As you can see, it works in general, supposed your original collection provides a nullary constructor.

public void test() {
    final Collection<Integer> numbers = Arrays.asList(1, 2, 3, 4, 5, 6, 7, 8, 9, 10);

    final Collection<Integer> arrayList = new ArrayList<>(numbers);
    final Collection<Integer> arrayList2 = getBiggerThan(arrayList, 6);
    System.out.println(arrayList2);
    System.out.println(arrayList2.getClass());
    System.out.println();

    final Collection<Integer> set = new HashSet<>(arrayList);
    final Collection<Integer> set2 = getBiggerThan(set, 6);
    System.out.println(set2);
    System.out.println(set2.getClass());
    System.out.println();

    // This does not work as Arrays.asList() is of a type
    // java.util.Arrays$ArrayList which does not provide a nullary constructor
    final Collection<Integer> numbers2 = getBiggerThan(numbers, 6);
}


回答2:

There are two issues here: (1) the runtime type (class) of the input and its result, and (2) the compile-time type of the input and its result.

For (1), it may seem strange, but in general it's not possible in Java to create a copy of an instance of an arbitrary class. Using getClass().newInstance() might not work if the class doesn't have an accessible no-arg constructor or if it's immutable. The object might not be Cloneable either. Thus, the caller needs to pass in a supplier that's responsible for creating an instance of the right result class.

For (2), a suitable dose of generics can make this type-safe at compile time.

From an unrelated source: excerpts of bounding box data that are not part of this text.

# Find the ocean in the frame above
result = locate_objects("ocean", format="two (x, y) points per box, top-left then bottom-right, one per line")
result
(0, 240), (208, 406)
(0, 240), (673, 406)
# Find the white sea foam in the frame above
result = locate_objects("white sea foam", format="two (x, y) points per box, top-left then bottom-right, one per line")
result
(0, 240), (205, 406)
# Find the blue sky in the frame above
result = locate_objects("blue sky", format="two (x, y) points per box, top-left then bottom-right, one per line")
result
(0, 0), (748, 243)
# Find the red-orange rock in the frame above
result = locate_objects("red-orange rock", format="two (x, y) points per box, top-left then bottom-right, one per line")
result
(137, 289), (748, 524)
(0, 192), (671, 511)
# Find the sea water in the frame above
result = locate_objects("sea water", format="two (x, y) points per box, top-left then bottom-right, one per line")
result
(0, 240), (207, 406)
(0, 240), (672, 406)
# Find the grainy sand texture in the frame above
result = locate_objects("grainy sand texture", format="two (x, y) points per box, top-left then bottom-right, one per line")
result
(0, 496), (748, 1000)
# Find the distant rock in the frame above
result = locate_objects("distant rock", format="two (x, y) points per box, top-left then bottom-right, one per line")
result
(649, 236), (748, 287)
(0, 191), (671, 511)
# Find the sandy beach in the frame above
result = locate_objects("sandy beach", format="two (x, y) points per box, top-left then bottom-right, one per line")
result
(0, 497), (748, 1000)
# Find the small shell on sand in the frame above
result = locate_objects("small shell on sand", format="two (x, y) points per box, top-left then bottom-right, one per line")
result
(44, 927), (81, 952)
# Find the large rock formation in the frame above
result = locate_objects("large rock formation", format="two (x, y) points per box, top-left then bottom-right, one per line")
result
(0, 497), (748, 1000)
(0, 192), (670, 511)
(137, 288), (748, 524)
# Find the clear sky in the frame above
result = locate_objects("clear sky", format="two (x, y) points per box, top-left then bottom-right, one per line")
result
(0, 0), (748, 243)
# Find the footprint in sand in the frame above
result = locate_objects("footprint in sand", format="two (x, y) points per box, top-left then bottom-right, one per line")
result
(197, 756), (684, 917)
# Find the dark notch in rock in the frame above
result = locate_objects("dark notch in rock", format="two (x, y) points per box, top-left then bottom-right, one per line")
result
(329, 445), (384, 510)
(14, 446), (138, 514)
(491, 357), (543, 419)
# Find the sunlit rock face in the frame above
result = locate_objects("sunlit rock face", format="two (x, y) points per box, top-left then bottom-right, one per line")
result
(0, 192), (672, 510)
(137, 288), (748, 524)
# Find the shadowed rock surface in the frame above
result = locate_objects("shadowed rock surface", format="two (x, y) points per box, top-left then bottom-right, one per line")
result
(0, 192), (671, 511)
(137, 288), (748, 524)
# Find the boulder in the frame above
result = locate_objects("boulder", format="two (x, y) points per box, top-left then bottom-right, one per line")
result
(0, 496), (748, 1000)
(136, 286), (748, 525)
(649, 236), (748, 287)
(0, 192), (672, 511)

<T extends Comparable<T>, C extends Collection<T>> C getBigger(
        C col, T value, Supplier<C> supplier) {
    return col.stream()
              .filter(v -> v.compareTo(value) > 0)
              .collect(Collectors.toCollection(supplier::get));
}

Note that there is a bound of Comparable<T> on the type parameter T so that the caller is restricted to passing a collection of things that are comparable. This lets us use compareTo to compare the values. We also use the Collectors.toCollection method and pass the supplier's get method through to it.

Examples of use:

List<Integer> input1 = Arrays.asList(1, 4, 9, 13, 14, 22);
List<Integer> filtered1 = getBigger(input1, 10, ArrayList::new);

Set<String> input2 = new HashSet<>();
input2.add("foo");
input2.add("bar");
input2.add("baz");
input2.add("qux");
Set<String> filtered2 = getBigger(input2, "c", HashSet::new);


回答3:

Since actual underlying type is known only be the callee of your method, it should be their responsibility to collect it to Collection of whatever type they want (e.g. using Collectors.toCollection(CustomCollectionType::new);). So your method should return Stream. It can take Collection or Stream depending on convenience.